Final answer:
The expected return on the Sarina Stable Supply stock is 9.3 percent, which aligns with option C. The calculation is based on the sum of the risk-free rate and the risk premium, and inflation is not factored into this calculation.
Step-by-step explanation:
The correct answer is option B. To calculate the expected return on Sarina Stable Supply stock, we add the risk premium to the risk-free rate. This is because the risk premium is the expected return in excess of the risk-free rate that investors require for choosing to purchase stocks over a risk-free asset. Mathematically, we calculate the expected return as:
Expected return = Risk-free rate + Risk premium = 3.1% + 6.2% = 9.3%.

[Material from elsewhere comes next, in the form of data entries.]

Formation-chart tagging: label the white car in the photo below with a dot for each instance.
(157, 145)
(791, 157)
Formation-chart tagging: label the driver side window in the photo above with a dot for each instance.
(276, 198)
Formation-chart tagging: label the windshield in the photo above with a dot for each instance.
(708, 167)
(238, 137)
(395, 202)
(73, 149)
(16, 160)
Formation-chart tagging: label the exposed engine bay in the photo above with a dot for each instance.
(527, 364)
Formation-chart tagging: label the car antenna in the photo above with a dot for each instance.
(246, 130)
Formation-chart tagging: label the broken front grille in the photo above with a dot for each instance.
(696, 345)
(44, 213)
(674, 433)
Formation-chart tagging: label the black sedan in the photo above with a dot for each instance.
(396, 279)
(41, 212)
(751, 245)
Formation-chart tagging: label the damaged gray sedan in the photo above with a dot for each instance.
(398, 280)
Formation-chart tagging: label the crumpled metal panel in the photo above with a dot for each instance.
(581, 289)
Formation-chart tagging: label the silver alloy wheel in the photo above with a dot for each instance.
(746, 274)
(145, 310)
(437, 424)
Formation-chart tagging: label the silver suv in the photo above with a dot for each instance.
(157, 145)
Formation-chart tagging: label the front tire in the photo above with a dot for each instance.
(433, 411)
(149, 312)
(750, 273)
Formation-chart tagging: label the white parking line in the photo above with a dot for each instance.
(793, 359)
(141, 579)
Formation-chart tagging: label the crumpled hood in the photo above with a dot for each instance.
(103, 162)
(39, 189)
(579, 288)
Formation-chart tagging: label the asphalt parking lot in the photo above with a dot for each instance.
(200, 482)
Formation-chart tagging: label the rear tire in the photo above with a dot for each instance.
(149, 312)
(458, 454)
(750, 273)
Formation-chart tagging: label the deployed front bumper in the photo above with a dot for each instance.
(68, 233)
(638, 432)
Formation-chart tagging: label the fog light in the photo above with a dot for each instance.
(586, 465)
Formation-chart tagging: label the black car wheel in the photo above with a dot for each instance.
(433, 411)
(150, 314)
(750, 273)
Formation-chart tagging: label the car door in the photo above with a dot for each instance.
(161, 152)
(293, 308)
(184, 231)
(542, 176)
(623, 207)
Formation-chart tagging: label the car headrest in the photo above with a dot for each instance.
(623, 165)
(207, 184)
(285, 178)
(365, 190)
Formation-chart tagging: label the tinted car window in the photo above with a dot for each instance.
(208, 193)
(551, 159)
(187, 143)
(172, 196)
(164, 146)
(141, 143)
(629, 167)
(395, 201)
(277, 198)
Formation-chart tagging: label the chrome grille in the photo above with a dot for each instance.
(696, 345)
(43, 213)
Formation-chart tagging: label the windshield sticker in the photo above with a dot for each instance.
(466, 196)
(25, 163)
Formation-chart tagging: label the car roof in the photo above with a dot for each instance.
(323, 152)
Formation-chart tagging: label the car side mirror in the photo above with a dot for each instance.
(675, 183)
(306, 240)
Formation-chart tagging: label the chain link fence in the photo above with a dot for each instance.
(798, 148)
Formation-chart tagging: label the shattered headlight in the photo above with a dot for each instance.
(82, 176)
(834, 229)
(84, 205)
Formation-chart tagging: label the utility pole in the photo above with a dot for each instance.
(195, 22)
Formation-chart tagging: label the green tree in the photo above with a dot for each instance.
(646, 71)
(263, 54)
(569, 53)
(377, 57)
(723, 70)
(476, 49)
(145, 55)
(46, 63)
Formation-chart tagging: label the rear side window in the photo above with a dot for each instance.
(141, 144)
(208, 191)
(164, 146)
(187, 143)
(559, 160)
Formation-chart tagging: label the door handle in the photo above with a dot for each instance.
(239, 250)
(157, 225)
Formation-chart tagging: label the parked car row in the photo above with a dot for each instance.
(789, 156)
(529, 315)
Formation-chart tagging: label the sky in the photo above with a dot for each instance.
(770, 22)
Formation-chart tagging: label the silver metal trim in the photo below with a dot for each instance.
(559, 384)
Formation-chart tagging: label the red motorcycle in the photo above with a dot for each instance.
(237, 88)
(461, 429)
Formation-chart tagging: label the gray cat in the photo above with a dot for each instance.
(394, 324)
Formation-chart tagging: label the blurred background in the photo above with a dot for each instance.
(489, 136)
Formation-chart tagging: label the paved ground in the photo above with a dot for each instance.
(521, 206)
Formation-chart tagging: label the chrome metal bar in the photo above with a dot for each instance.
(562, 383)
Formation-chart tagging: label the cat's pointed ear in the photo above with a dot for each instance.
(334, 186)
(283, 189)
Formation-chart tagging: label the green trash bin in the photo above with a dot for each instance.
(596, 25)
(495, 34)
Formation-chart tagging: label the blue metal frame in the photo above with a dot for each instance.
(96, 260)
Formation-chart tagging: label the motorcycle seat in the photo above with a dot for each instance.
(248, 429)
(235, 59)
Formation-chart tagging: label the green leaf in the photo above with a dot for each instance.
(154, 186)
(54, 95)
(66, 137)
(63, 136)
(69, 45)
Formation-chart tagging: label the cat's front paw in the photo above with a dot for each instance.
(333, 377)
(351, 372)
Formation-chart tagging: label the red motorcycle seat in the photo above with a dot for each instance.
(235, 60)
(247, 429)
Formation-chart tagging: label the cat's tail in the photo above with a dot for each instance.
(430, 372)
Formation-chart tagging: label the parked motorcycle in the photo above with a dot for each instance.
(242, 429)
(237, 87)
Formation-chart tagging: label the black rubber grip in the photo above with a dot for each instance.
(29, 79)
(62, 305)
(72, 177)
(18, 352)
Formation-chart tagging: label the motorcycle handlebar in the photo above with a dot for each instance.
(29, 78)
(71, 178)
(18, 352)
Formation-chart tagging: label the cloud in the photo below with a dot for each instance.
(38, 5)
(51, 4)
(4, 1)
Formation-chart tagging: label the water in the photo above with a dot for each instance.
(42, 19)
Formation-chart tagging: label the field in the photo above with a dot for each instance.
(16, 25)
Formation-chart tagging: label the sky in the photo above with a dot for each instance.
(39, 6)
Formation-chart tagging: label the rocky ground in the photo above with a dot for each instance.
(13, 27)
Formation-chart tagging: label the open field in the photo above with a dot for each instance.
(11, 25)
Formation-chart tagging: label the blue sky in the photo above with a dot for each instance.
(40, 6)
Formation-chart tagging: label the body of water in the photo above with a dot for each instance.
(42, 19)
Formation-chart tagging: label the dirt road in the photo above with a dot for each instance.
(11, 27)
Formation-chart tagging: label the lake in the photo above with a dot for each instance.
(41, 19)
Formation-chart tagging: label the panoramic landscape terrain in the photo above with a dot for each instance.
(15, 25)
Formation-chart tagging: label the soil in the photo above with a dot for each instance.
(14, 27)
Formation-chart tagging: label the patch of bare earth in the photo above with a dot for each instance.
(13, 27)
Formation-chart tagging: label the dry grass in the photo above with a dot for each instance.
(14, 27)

Since the inflation rate is not used in this specific expected return calculation, we do not need to account for it here. Therefore, the expected return on this stock is 9.3 percent, aligning with option C.
The correct answer is option B. To calculate the expected return on a stock, you need to consider the risk premium, inflation rate, and risk-free rate. The expected return is calculated by adding the risk-free rate to the risk premium.
In this case, the risk premium is 6.2 percent, the inflation rate is 1.7 percent, and the risk-free rate is 3.1 percent. So, the expected return on this stock is calculated as:
Expected Return = Risk-Free Rate + Risk Premium = 3.1% + 6.2% = 9.3%
Therefore, the expected return on this stock is 9.3 percent, which corresponds to option B.